Balada Montessori dan Kurikulum Merdeka bagian 2

Kurikulum Merdeka dan Montessori

Okay, sesuai dengan janjiku kemarin, alhamdulillah aku akan melanjutkan pembahasan tentang 'pernikahan dua sejoli' ini. Sesungguhnya mereka adalah satu bagian dari yang lain, Montessori termasuk dalam kurikulum Merdeka karena freedom of limitnya.

Tapiii ada perbedaan besarnya. 

Kalau Montessori itu lebih ketat pada bidang kemasyarakatan, seperti mau pinjam mainan harus dibereskan sendiri, kurikulum Merdeka tidak melarang anak menyimpan mainannya begitu saja. Dengan catatan, bila anak masih membutuhkan permainan tersebut. Hanya ditinggal bentar, besok insyaaAllah lanjut lagi. 

Kontradiksi ga sih menurut kalian? 

Oleh karena itu, aku dan teman-teman guru berpikir keras untuk tetap mengikuti arahan kak Iin, namun juga bisa memenuhi espektasi orangtua yang sengaja memasukkan anaknya ke sekolah kami untuk dapat berperilaku sesuai norma masyarakat. 

Hmm. Kesannya aku menganggap si Merdeka itu beneran bebas ya. Ga ada aturan soal bagaimana hidup di tengah masyarakat. Tapi sebenarnya nggak kok. Mereka juga punya batasan yang dibuat lebih mengedepankan harga diri anak. 

Walah walah.

Rumit juga ya konsep 2 hal ini bila tidak dipelajari mendalam. Aku perlu membaca banyak literatur agar tak salah paham memaknai keduanya.

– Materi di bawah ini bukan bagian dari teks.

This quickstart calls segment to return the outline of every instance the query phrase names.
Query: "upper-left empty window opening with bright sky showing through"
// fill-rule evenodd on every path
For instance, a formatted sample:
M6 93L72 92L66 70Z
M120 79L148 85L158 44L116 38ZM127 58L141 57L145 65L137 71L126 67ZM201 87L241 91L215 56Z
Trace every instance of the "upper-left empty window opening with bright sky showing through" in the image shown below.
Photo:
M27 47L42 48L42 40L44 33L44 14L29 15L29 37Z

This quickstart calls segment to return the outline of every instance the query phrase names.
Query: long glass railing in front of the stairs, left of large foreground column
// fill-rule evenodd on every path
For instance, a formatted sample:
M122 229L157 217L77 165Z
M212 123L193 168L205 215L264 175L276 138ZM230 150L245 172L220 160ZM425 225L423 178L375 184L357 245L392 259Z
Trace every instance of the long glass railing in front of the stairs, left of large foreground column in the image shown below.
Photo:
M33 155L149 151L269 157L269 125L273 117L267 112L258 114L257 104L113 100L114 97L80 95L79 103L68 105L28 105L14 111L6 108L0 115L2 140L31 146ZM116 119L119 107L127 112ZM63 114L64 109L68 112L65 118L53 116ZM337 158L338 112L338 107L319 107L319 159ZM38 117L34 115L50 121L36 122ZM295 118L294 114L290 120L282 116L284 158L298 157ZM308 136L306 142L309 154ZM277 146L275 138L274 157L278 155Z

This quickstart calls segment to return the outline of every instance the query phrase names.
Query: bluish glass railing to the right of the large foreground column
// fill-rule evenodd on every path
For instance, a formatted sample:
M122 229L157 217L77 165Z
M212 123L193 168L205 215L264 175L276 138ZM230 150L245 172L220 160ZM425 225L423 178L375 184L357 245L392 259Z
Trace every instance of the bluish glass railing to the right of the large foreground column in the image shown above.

Oke deh lanjut lagi, seperti apa anak-anak ketika kami menerapkan keduanya?

Untuk anak usia 2-4 tahun, mereka super excited. Kebebasan melakukan apapun, ternyata membawa dampak besar bagi perilaku anak. Mereka jadi jauh lebih tenang. Ga ada yang kasak kusuk berantakin material atau tantrum di tengah permainan.

Yang menarik, banyak dari mereka yang mengambil material life skill. Ini menunjukkan kebutuhan mereka untuk mandiri, memenuhi kebutuhannya sendiri. Selain itu tentu saja bermain kejar-kejaran xD Bukankah memang anak seusia itu perlu di-boost motoriknya, haha. 

Jadi ya, meskipun kami masih canggung, khawatir dengan harapan orangtua, kami sangat senang melihat anak-anak mengenali keinginannya sendiri. Kami yakin apa yang mereka lakukan sendiri itu tanpa arahan sama sekali adalah kebutuhannya untuk memenuhi aspek perkembangan.

Semoga secepatnya kami bisa tahu benang merahnya kedua metode ini, sehingga tidak ada pihak yang merasa dirugikan dengan sistem baru. 


Oke, Sekian untuk drama di sekolah pekan ini, sampai jumpa lagi, insyaaAllah!